Los antropónimos dicen mucho de nosotros mismos y de la época histórica en la que hemos vivido. El nombre que nos ponen cuando nacemos, por un lado, nos condiciona como personas (se convierte en un significante más dentro de nuestra cadena de significantes) y, por el otro, es un reflejo de la época en la cual nos lo han puesto (fruto de las modas y de la situación histórica del momento). No es lo mismo que te pongan Arnau que Pere, o Dolors que Martina; ni tampoco es lo mismo que lo hagan a principios del siglo XX que en el 2002. Un mismo nombre puede fascinar en una época y sonar ridículo en otra. Y aún añadiría una variante más: la situación geográfica. No es lo mismo que te llames Purificació en Lleida que en Wisconsin; seguramente, en Wisconsin, no sabrán pronunciarlo. ¿Qué hace que unos padres elijan un nombre y no otro? Creo que uno de los principales motivos es la rebeldía. Es sabido por todos que, cuando una generación ha sido muy conservadora, la siguiente suele ser rebelde y antisistema, y viceversa (hacer todo lo contrario de lo que han hecho los padres). Es la solución que ha encontrado la humanidad para estar en equilibrio. Esto es así desde que el mundo es mundo; y los antropónimos son la prueba más fidedigna.

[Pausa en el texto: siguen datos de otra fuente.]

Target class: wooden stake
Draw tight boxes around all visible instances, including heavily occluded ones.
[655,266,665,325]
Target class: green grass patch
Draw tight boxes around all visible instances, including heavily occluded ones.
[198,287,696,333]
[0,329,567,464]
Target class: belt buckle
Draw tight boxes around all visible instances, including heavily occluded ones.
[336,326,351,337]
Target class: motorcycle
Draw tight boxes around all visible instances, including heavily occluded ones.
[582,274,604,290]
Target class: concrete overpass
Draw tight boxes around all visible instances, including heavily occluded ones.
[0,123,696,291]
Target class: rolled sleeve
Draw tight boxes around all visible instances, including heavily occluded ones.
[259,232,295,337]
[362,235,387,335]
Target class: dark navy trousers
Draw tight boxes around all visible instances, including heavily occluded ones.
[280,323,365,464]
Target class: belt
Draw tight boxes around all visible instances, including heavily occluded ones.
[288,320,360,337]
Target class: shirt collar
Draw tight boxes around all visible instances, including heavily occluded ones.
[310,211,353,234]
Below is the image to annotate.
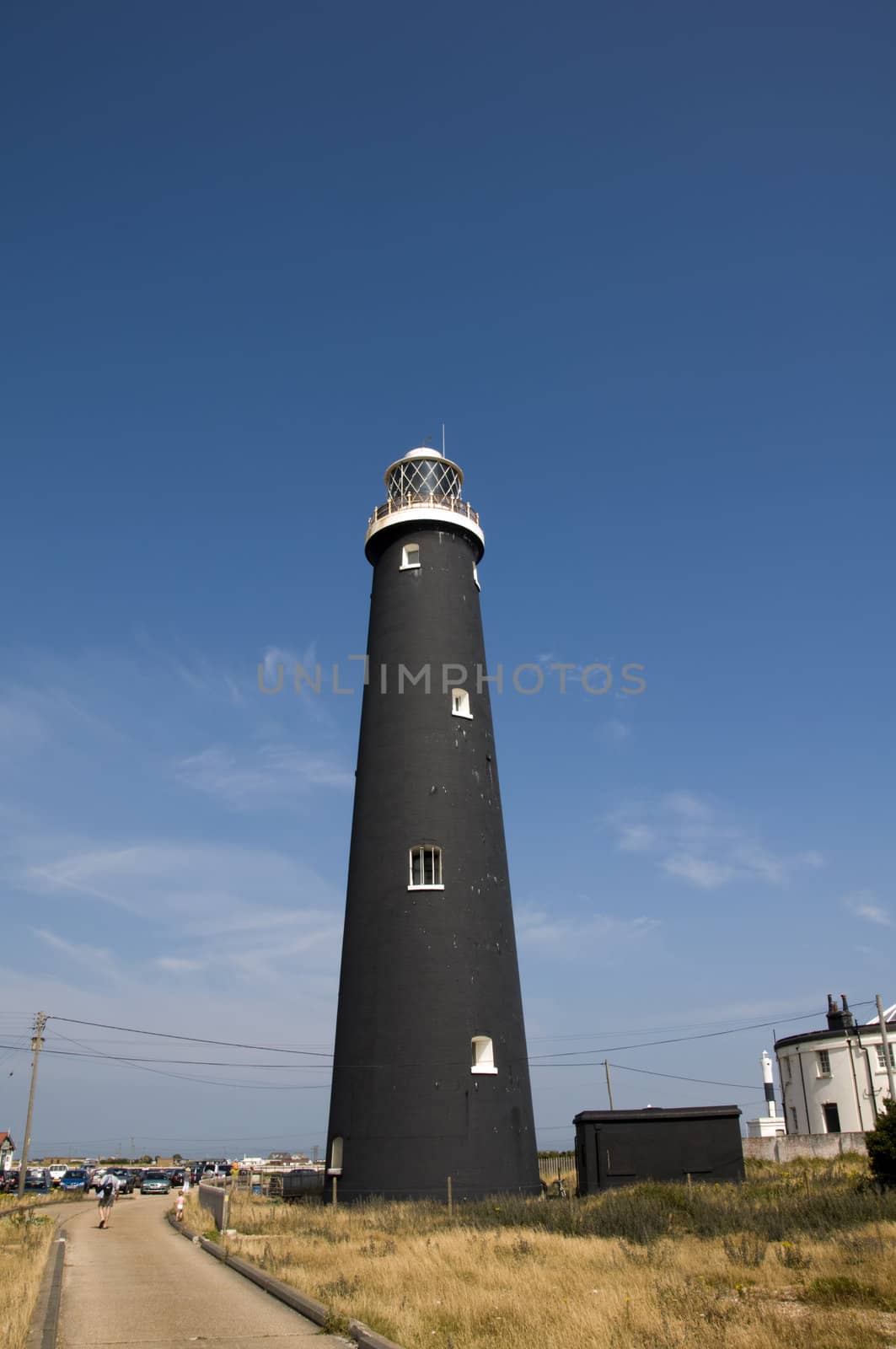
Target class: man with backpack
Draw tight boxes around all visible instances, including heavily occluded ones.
[97,1171,119,1228]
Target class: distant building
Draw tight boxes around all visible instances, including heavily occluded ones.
[0,1131,16,1171]
[746,1050,786,1138]
[775,993,896,1133]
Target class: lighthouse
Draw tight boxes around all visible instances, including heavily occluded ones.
[326,448,539,1199]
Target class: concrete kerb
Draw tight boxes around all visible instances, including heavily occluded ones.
[165,1212,400,1349]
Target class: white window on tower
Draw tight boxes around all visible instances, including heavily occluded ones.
[874,1044,896,1072]
[451,688,472,722]
[469,1035,498,1074]
[407,843,445,890]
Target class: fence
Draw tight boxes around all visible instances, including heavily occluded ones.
[539,1152,577,1185]
[200,1180,231,1232]
[743,1133,867,1162]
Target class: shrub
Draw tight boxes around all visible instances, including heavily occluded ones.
[865,1101,896,1189]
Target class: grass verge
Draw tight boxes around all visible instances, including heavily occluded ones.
[0,1212,56,1349]
[188,1167,896,1349]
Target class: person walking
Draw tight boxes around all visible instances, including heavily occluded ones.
[97,1171,119,1228]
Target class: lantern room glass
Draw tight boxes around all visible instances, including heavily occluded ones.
[389,459,460,502]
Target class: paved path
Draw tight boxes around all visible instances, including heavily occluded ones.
[56,1196,346,1349]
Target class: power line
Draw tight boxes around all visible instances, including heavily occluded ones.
[532,1002,869,1067]
[610,1063,756,1091]
[49,1014,333,1059]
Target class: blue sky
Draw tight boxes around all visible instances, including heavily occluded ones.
[0,3,896,1153]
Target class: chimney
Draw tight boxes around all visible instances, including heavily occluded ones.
[827,993,854,1030]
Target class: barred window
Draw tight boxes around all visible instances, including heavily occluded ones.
[874,1044,896,1072]
[407,843,444,890]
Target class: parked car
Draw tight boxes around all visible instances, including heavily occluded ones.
[59,1167,88,1194]
[140,1171,171,1194]
[110,1167,133,1194]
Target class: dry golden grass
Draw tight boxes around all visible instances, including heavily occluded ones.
[188,1182,896,1349]
[0,1212,56,1349]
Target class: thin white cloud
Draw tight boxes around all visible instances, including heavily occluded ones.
[844,890,893,927]
[660,852,734,890]
[604,789,824,890]
[175,744,355,811]
[517,906,660,956]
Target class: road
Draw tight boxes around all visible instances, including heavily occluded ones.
[56,1196,346,1349]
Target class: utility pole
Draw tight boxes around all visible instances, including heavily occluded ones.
[19,1012,47,1198]
[876,993,896,1101]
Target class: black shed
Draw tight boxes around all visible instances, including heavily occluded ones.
[573,1104,743,1194]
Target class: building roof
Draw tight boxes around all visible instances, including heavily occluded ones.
[572,1104,741,1124]
[775,1007,896,1054]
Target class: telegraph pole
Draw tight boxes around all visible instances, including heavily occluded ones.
[876,993,896,1101]
[19,1012,47,1198]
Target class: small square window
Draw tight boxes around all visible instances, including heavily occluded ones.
[874,1044,896,1072]
[407,843,445,890]
[451,688,472,722]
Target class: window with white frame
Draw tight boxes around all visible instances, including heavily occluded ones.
[469,1035,498,1072]
[451,688,472,722]
[407,843,444,890]
[874,1044,896,1072]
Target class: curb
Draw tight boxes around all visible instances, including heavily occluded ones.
[165,1212,402,1349]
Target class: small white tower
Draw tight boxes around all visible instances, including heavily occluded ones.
[746,1050,786,1138]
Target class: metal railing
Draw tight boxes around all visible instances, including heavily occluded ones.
[367,492,479,529]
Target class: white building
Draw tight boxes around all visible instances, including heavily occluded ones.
[775,994,896,1133]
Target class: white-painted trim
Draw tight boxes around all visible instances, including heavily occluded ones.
[364,506,486,549]
[451,688,472,722]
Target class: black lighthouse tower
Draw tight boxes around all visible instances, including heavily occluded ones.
[326,449,539,1199]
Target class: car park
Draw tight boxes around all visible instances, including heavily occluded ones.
[140,1171,171,1194]
[59,1167,88,1194]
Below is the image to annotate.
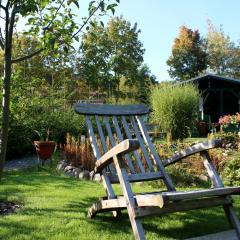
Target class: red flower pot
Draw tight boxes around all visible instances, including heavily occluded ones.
[34,141,56,160]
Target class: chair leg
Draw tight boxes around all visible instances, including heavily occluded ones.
[112,210,122,218]
[129,215,146,240]
[223,204,240,239]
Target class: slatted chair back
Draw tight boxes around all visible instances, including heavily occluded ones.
[75,104,175,191]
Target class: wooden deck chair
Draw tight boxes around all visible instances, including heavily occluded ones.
[75,104,240,239]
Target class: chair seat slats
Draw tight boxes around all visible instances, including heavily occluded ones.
[122,116,145,173]
[113,116,135,173]
[74,103,150,116]
[136,116,175,191]
[130,116,154,172]
[86,116,115,198]
[108,172,163,183]
[95,115,116,173]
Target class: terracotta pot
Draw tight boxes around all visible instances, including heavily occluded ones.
[34,141,56,160]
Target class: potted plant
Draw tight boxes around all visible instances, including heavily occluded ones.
[34,129,56,164]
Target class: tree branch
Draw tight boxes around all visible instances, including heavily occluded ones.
[71,1,102,38]
[44,0,65,31]
[0,4,7,11]
[0,27,4,50]
[12,48,44,63]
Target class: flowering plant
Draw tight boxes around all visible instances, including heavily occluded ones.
[218,113,240,126]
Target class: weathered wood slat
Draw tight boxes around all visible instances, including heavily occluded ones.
[113,156,145,240]
[136,197,231,218]
[86,116,101,160]
[88,194,163,218]
[86,116,116,198]
[201,151,240,239]
[122,117,145,173]
[95,115,116,173]
[163,140,221,166]
[74,103,149,116]
[130,116,154,172]
[201,150,224,188]
[94,139,139,173]
[108,172,163,183]
[113,116,135,173]
[136,116,176,191]
[160,187,240,201]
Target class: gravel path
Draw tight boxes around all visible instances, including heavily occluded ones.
[4,155,38,171]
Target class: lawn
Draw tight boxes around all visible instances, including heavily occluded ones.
[0,169,240,240]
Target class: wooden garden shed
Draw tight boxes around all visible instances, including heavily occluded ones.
[185,74,240,123]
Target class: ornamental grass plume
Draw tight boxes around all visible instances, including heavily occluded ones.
[218,113,240,126]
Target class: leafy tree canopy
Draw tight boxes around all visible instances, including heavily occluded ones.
[206,20,240,78]
[80,17,145,98]
[167,26,207,80]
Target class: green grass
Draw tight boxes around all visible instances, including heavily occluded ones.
[0,169,240,240]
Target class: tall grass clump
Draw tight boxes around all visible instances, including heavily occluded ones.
[151,83,200,140]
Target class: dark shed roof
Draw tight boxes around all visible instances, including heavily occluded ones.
[181,73,240,89]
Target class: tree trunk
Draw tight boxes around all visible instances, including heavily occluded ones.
[0,47,12,180]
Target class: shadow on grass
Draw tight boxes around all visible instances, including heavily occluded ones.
[0,170,240,240]
[64,198,230,239]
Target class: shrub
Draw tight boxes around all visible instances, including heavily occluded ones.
[151,84,199,139]
[7,106,86,159]
[222,153,240,186]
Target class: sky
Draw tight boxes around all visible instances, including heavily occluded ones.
[0,0,240,81]
[112,0,240,81]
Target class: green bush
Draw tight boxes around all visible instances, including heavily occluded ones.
[221,152,240,186]
[7,106,86,159]
[151,83,199,139]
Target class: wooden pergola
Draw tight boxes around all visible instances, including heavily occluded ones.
[184,74,240,122]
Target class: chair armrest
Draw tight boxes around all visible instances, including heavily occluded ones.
[94,139,139,173]
[163,139,221,166]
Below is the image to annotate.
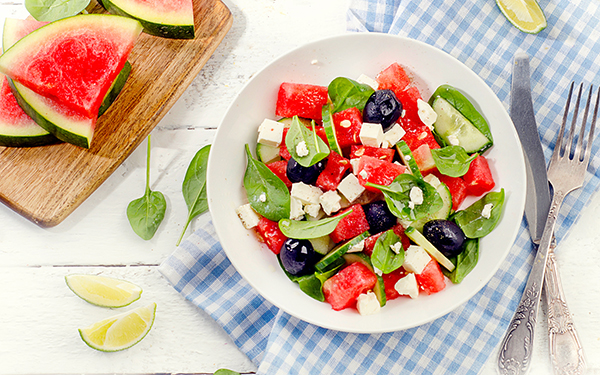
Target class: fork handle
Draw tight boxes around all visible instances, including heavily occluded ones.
[544,250,586,375]
[498,190,566,375]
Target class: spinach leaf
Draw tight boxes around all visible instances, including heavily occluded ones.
[442,238,479,284]
[127,136,167,240]
[25,0,90,22]
[431,146,478,177]
[177,145,210,246]
[452,189,504,238]
[429,85,494,146]
[371,229,404,273]
[279,210,352,240]
[285,116,329,167]
[366,173,444,221]
[244,144,290,221]
[327,77,375,113]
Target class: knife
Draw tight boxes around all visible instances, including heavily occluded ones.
[498,53,586,375]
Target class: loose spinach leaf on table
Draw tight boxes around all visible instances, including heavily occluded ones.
[452,189,504,238]
[327,77,375,113]
[244,144,290,221]
[371,229,404,273]
[431,146,478,177]
[25,0,90,22]
[127,136,167,240]
[177,145,210,246]
[285,116,329,167]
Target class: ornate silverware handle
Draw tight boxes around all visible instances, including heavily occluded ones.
[544,251,586,375]
[498,190,565,375]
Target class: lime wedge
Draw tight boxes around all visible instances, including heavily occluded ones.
[496,0,548,34]
[65,275,142,307]
[79,303,156,352]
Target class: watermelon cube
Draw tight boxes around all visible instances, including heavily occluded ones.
[275,82,328,120]
[329,204,369,243]
[323,262,377,311]
[462,155,495,196]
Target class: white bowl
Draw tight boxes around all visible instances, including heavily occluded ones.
[207,33,525,333]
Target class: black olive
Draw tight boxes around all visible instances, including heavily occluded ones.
[279,238,317,276]
[423,219,467,258]
[363,201,398,234]
[363,90,402,131]
[286,158,327,185]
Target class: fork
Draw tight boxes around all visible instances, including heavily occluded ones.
[498,82,600,375]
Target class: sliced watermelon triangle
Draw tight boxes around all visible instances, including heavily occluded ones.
[0,14,142,118]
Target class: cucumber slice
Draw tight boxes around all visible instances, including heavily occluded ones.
[404,226,454,272]
[315,231,370,272]
[410,174,452,232]
[322,104,342,156]
[432,96,492,154]
[256,143,281,164]
[396,140,423,178]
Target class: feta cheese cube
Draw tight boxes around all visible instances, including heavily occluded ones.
[291,182,323,204]
[358,122,383,147]
[235,203,260,229]
[402,245,431,275]
[394,273,419,298]
[319,190,342,215]
[338,174,365,203]
[356,74,379,90]
[382,124,406,148]
[258,119,283,147]
[417,99,437,129]
[356,291,381,315]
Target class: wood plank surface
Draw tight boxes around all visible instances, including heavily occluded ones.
[0,0,232,227]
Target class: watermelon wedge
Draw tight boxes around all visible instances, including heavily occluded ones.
[0,14,142,118]
[98,0,195,39]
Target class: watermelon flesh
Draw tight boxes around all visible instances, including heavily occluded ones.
[0,14,141,118]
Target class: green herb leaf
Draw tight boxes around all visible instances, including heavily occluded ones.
[452,189,504,238]
[366,173,444,221]
[327,77,375,113]
[285,116,329,167]
[177,145,210,246]
[25,0,90,22]
[279,210,352,240]
[127,136,167,240]
[371,229,404,273]
[244,144,290,221]
[431,146,479,177]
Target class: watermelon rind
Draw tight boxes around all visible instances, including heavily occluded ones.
[98,0,195,39]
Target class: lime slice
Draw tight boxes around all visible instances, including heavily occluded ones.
[79,303,156,352]
[65,275,142,307]
[496,0,548,34]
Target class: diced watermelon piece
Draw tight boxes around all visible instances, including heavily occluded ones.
[316,152,350,191]
[356,156,406,192]
[333,107,362,149]
[463,155,495,196]
[350,145,396,163]
[381,267,406,301]
[329,204,369,243]
[415,259,446,294]
[323,262,377,311]
[375,63,410,96]
[256,217,287,254]
[267,160,292,188]
[412,143,436,176]
[435,173,467,211]
[275,82,327,120]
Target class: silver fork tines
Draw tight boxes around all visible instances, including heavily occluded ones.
[498,82,600,375]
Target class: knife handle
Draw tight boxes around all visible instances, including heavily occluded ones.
[544,250,586,375]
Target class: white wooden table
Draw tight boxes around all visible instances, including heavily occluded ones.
[0,0,600,374]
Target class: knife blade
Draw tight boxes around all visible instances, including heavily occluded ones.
[498,53,585,375]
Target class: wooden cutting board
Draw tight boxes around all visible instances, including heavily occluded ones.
[0,0,232,227]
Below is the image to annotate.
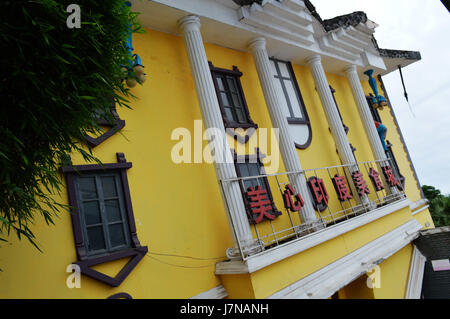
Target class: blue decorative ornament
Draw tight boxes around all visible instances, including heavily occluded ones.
[364,69,387,108]
[123,1,146,87]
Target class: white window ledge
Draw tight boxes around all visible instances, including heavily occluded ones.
[189,285,228,299]
[215,199,411,275]
[409,198,428,212]
[267,219,422,299]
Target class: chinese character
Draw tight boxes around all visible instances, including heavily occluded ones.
[352,171,370,196]
[331,174,353,202]
[369,167,384,192]
[246,185,280,224]
[308,177,329,212]
[383,165,400,186]
[283,184,305,212]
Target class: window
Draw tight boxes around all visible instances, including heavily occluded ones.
[209,62,257,128]
[75,172,130,255]
[61,153,148,287]
[234,149,281,223]
[270,58,312,149]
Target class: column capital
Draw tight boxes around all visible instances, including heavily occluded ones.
[344,64,357,74]
[306,54,322,64]
[178,14,201,31]
[248,37,266,50]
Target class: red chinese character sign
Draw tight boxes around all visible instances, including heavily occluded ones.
[246,185,281,224]
[331,174,353,202]
[369,167,384,192]
[307,177,330,212]
[352,171,370,196]
[283,184,305,212]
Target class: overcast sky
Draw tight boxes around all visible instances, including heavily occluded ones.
[312,0,450,194]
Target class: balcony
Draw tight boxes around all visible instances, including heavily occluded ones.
[216,160,410,274]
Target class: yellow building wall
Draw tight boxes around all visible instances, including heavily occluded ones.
[0,25,428,298]
[373,244,413,299]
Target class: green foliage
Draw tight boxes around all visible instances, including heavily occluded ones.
[0,0,142,247]
[422,185,450,227]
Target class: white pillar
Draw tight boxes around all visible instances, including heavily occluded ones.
[345,65,398,194]
[249,38,319,227]
[178,15,261,257]
[306,55,370,205]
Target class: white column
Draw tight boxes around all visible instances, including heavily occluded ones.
[249,38,318,226]
[178,15,261,257]
[345,65,398,194]
[306,55,370,205]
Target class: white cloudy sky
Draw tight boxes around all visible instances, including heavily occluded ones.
[312,0,450,194]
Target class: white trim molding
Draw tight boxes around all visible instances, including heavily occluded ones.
[189,285,228,299]
[215,199,411,275]
[411,205,430,216]
[409,198,428,212]
[405,246,427,299]
[268,219,422,299]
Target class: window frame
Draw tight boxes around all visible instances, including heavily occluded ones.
[60,153,148,287]
[269,57,312,149]
[74,170,131,257]
[208,61,258,129]
[231,148,281,225]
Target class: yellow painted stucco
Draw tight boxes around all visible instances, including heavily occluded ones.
[0,25,433,298]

Las personas conservadoras suelen tener un nombre atrevido y las más rebeldes, uno de tradicional
Si os fijáis, las personas conservadoras suelen tener un nombre atrevido y las más rebeldes, uno de tradicional (ironías de la vida). Si echamos la vista atrás y analizamos los antropónimos del pasado, lo veremos más claro. Si prestamos atención a los años sesenta del siglo pasado, veremos que todos los hippies de la época tenían nombres tradicionales (Joan, Pere, Manel, Jordi, Josefina, Enriqueta, Carme, Montserrat, Dolors...) porque sus padres habían vivido una guerra y/o una posguerra que les había hecho pasar las ganas de ser revolucionarios. En cambio, si nos fijamos en los nombres de los hijos de los millennials (personas nacidas entre 1981 y 1993 que su máxima aspiración en la vida era conseguir que los dejaran fumar porros en las terrazas de los bares), veremos que o son nombres de ciudades o continentes (África, París, Roma, Oceanía, Olot...) o bien son nombres relacionados con la naturaleza (Mar, Monte, Lubina, Árbol, Archipiélago, Marihuana...); nombres que, más que tener connotaciones revolucionarias, evidencian la falta de referentes de los progenitores. En medio de estas dos generaciones están las Jénnifers, Jéssicas y los Bobbys y Johnnys, que son los hijos de aquella rama de la Generación X (1969-1980) que vio como casi toda su generación se iba a los Estados Unidos a hacer un Erasmus para tener un futuro mejor y ellos no. Supongo que fue una forma de sublimar la rabia y frustración que sintieron. La generación catalana de los baby-boomers (1949-1968), en cambio, al tener que luchar por muchas cosas (la lengua, la libertad de expresión, la igualdad entre el hombre y la mujer...), optaron por nombres mucho más radicales, nombres que no pudieran traducirse al castellano (Meritxell, Queralt, Montserrat, Oriol...).
¿Dónde quiero ir a parar con todo esto? La verdad es que a ninguna parte. Simplemente, quiero deciros que, si estáis pensando un nombre para vuestro hijo, lo penséis detenidamente, lo discutáis con todos vuestros amigos, hagáis un Excel con unas cuantas fórmulas y tablas dinámicas con los pros y contras de cada nombre; porque, a largo plazo, puede tener consecuencias nefastas para vuestro hijo y puede modificar la historia de la humanidad para siempre. Pero sin estresaros, que el estrés no es bueno para nadie.